Into the bargain, Omaree had lost an astonishing 25% of his blood to internal hemorrhaging. More astonishing still is the fact that there was no single source of the loss of blood. So, for example, there wasn’t a ruptured hepatic artery or spleen. Those could produce substantial blood loss, but the Medical Investigator could find no one source of bleeding of the type that a single blow could produce. What type of abuse would it take to cause that much bleeding? If not a single blow to a major artery, it looks probable that there were countless blows that missed all the large blood vessels. In short, from here it looks like Omaree endured many beatings consisting of who knows how many blows.
Unsurprisingly, the Medical Investigator states unequivocally that Omaree’s injuries, and the fact that many were in the process of healing at the time of his death, are “consistent with a history of abuse.” That’s putting it mildly. The fact is that this little boy was beaten regularly and severely. He was his mother’s punching bag and his step-father apparently did nothing to stop it. That was Omaree’s life until his small body could endure it no longer and he died.
Here’s what Casaus-Varela admitted to police:
Additionally, the mother told police that she knocked him into a dresser and he fell to the floor. While on the floor she stomped on him twice and kicked him in the abdomen.
That’s a description by a person who’s not much concerned about her behavior. It’s what someone says who’s so used to battering a child that its significance is lost on her. They’re the words of a sadist.

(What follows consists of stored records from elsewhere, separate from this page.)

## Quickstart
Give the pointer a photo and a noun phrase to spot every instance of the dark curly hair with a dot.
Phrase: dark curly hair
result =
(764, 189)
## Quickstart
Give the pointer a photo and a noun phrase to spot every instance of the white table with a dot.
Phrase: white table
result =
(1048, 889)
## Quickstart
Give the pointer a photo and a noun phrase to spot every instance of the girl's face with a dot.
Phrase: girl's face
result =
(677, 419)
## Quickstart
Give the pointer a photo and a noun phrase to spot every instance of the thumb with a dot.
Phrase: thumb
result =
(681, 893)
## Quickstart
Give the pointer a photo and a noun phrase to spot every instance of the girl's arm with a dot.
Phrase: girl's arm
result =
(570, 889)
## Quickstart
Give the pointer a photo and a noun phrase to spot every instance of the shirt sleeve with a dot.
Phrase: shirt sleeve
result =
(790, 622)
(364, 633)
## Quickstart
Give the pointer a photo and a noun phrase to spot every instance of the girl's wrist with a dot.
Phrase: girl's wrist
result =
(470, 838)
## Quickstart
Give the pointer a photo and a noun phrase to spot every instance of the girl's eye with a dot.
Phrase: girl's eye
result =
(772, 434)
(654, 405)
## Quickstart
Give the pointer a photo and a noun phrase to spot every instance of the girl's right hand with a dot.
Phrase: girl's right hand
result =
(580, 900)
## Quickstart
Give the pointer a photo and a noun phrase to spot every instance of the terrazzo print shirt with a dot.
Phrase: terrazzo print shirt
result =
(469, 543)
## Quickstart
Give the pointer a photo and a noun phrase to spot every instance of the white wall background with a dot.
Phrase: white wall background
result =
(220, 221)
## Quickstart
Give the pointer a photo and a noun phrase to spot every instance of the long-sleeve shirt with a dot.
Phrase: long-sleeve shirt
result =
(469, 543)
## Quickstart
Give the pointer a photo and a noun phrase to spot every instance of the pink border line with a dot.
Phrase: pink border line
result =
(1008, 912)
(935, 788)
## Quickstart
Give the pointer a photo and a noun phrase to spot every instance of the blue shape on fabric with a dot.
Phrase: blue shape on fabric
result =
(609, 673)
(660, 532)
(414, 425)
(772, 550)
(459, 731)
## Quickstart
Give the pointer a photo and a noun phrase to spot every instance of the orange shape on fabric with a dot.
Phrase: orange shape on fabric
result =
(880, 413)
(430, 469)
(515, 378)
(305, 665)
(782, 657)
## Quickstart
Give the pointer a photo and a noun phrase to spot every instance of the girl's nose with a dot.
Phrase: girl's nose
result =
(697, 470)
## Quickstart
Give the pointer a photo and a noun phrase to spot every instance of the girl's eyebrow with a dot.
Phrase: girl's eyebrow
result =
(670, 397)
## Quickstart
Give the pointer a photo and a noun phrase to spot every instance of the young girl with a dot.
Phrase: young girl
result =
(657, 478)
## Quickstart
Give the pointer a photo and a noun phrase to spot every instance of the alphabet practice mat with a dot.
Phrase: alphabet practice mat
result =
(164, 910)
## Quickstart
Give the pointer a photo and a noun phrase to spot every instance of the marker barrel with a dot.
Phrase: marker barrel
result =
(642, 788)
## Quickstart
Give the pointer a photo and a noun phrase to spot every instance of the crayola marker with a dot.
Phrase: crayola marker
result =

The point of all this horror is that caseworkers had to have known what was going on. They had nine complaints about Varela-Casaus and her husband. There was a child with many, many obvious injuries that didn’t all occur at the same time. That means there was, as the MI stated, a pattern of abuse, and yet still they did nothing.
I’d be a bit more sympathetic to them if they’d recognized what was clear for all to see and tried to address it but failed. For example, if they’d sent Omaree’s mother to parenting classes and placed him in foster care while she completed them, I wouldn’t be so critical. But they didn’t. They didn’t lift a finger.